陳寶兒氣鼓鼓的,就連腮幫子都鼓了起來,一副委屈到了極緻的樣子。
看向秦禦凱的眼神裡,都是帶滿了警惕。
周圍的氣場一下子驟然之間冷下,仿佛帶動着周邊的氣溫全部降低,冷氣壓的層層襲來,更是讓寶兒控制不住的打了一個冷顫。
而這些強大的氣壓全部都來自于面前的男人。
秦禦凱面色陰沉,就連一向冷漠的眸子裡,都染上了不少的冷意。
他一個起身,就将寶兒放在了書桌上,雙手壓着她的兩隻手腕,将她壓在了桌子上,保持着躺着的姿勢。
而他則是站在面前,輕微的俯下了身子,臉上的陰沉和不悅藏都藏不住。
話語之中的冷冽刺骨,更是讓人覺得渾身發抖:“陳寶兒,你是第一個敢動手打我的女人。”

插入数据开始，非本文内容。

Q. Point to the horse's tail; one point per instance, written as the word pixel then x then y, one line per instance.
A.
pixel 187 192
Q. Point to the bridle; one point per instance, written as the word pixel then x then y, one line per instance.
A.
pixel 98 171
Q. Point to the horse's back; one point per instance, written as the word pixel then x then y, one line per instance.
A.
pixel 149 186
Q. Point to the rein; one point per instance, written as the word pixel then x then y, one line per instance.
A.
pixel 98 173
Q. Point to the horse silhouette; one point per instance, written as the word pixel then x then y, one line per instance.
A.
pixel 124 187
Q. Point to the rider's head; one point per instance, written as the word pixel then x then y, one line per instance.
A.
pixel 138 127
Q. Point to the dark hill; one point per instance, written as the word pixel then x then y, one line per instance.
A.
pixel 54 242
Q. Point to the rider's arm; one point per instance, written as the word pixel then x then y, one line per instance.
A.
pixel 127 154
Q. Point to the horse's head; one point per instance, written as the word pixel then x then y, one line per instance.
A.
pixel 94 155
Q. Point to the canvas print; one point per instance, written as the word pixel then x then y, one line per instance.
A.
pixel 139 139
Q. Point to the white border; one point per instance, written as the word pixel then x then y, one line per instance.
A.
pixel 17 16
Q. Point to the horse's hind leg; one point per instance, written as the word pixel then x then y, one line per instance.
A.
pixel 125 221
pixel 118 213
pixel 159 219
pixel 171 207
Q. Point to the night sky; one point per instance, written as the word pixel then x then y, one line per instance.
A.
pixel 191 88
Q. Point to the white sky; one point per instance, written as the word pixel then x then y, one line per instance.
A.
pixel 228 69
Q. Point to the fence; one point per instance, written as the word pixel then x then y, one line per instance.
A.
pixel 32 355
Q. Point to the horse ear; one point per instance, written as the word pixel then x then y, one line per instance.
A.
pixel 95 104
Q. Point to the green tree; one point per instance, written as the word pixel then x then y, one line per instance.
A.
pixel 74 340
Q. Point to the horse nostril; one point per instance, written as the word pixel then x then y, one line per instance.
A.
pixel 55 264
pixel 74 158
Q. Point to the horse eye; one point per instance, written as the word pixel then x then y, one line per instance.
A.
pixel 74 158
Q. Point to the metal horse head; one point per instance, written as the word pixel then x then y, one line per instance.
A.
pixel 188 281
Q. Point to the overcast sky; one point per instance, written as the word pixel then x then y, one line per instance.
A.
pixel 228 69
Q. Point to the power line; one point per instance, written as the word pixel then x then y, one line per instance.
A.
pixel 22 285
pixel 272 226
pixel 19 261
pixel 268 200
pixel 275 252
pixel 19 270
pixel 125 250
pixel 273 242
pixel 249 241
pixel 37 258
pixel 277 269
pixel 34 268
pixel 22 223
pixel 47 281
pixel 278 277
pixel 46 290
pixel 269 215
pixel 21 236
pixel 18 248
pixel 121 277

陳寶兒被壓制在書桌之上,完全動彈不得,她縮了縮脖子,有些害怕的開口:“你想做什麼?明明就是你的錯,我這是,這是自衛!”
秦禦凱聽到她的話,臉上更是閃過不少的怒意:“你覺得,你這樣作死的行為,會給你帶來什麼代價?”
她可憐兮兮的看着面前的男人,此時的她,就像是一個被人摁在菜闆上的兔子,等着被活活剝皮一般:“你你你,想做什麼?”
他一拳頭打了下來,帶動着一道強大的勁風,寶兒吓得立即閉上了眼睛。
原本以為這一拳頭,會打在她的臉上,卻不曾想,半天,這個拳頭都沒打在她的身上,反而是落在了她耳邊的書桌上。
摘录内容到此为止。